Todavia, o fascínio que o sujeito poético experimenta leva-o a tentar derreter o gelo do coração de Milady (“procuro fundir na minha cham / Seu ermo coração”), embora esteja consciente de que as suas tentativas são vãs.

Neste esforço inglório denota-se a subserviência amorosa em que o sujeito poético vive devido aos encantos desta mulher. Apesar de não ser correspondido - aliás, é ignorado por Milady -, ele tentará derreter o gelo por se submeter às disposições desta mulher: beijando-lhe “as brancas mãos” ou seguindo-a pelas ruas de Lisboa.

Nas duas estrofes finais, o sujeito poético acautela Milady para que esta não se alegre com a sua condição de rainha. Sabendo que o seu poder advém da beleza efémera, o “eu” lírico avisa-a para não ser ousada (“não se afoite”), pois os seus poderes vão acabar um dia e “os humilhados” (i.e. os amantes desprezados), na sombra da sua beleza, "Para a vingança aguçam os punhais." Então, quando esta "flor do Luxo" perder os seus poderes encantatórios, o eu lírico vê-la-á vagueando pelas ruas, em farrapos.

Estas duas últimas estrofes são também uma crítica social ao desdém da burguesia em relação ao proletariado, revelando a vontade de Cesário em ver as condições sociais alterarem-se, para que aqueles que labutam diariamente pudessem ver recompensados os seus esforços, e aqueles que vivem às custas do trabalho alheio fossem castigados pelo seu parasitismo.

Unidade forma / conteúdo

A temática da humilhação amorosa determina que as primeiras estrofes sejam dedicadas ao retrato desta mulher e ao poder que exerce. Só depois se destaca o sujeito poético e a sua subserviência.

Recursos estilísticos (exemplos):

·         apóstrofe: “Milady” (v.1); “ó flor do Luxo” (v.37);

·         dupla adjetivação: “aromática e normal” (v.2);

·         metáfora: “gestos de neve e de metal” (v.4);

·         anáfora: “Com seu tipo…” / “Com seus gestos…” (vv.3 e 4);

·         comparação: “como um tesoiro” (v.9); “tão alta e serena como a morte” (v.16); “como a um brilhante” (v.32);

·         sinestesia: “timbre de oiro” (v.11);

·         hipálage: “lúcido perfil” (v.12);

·         antítese: “Um arcanjo e um demónio” (v.22);

·         aliteração: em “f” nos vv.23 e 24.

Síntese

A mulher de “Deslumbramentos” é a mulher fatal, poderosa, que humilha o sujeito poético. Ao mesmo tempo, Milady extravasa o domínio do sentimento amoroso puramente pessoal, uma vez que representa a poderosa oligarquia que humilha o povo.

Esta mulher corresponde ao tipo citadino artificial, retratando os valores decadentes e a violência social. Surge na poesia de Cesário incorporando um valor erótico que simultaneamente desperta o desejo e arrasta para a morte.

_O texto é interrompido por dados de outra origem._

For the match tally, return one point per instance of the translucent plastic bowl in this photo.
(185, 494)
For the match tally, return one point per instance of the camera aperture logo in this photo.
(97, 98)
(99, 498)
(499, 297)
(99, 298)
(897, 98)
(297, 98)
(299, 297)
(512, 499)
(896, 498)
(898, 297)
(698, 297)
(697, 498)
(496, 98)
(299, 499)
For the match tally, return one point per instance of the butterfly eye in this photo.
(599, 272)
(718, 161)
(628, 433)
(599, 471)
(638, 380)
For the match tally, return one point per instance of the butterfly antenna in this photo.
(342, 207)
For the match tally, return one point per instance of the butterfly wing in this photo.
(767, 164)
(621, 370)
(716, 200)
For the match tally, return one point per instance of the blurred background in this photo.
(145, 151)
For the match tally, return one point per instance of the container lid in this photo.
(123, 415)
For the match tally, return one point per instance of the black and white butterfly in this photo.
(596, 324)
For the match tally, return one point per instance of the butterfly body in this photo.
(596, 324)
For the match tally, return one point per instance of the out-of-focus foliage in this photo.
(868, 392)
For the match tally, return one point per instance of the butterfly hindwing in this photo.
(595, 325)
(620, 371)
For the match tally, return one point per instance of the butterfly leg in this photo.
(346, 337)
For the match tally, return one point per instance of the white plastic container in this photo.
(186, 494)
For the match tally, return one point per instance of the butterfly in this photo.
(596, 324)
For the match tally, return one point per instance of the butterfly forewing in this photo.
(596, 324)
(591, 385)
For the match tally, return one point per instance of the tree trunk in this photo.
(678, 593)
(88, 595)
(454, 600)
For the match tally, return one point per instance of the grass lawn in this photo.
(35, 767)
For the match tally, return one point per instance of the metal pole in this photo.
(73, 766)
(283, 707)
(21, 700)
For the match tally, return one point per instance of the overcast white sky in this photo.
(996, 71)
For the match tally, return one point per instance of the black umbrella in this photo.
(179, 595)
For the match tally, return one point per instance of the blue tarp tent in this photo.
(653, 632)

Compare-se com os poemas seguintes:

Esplêndida

Ei-la! Como vai bela! Os esplendores
Do lúbrico Versailles do Rei-Sol
Aumenta-os com retoques sedutores.
É como o refulgir dum arrebol
                 Em sedas multicores.

Deita-se com langor no azul celeste
Do seu landau forrado de cetim;
E os seus negros corcéis que a espuma veste,
Sobem a trote a rua do Alecrim,
               Velozes como a peste.
É fidalga e soberba. As incensadas
Dubarry, Montespan e Maintenon
Se a vissem ficariam ofuscadas
Tem a altivez magnética e o bom-tom
                   Das cortes depravadas.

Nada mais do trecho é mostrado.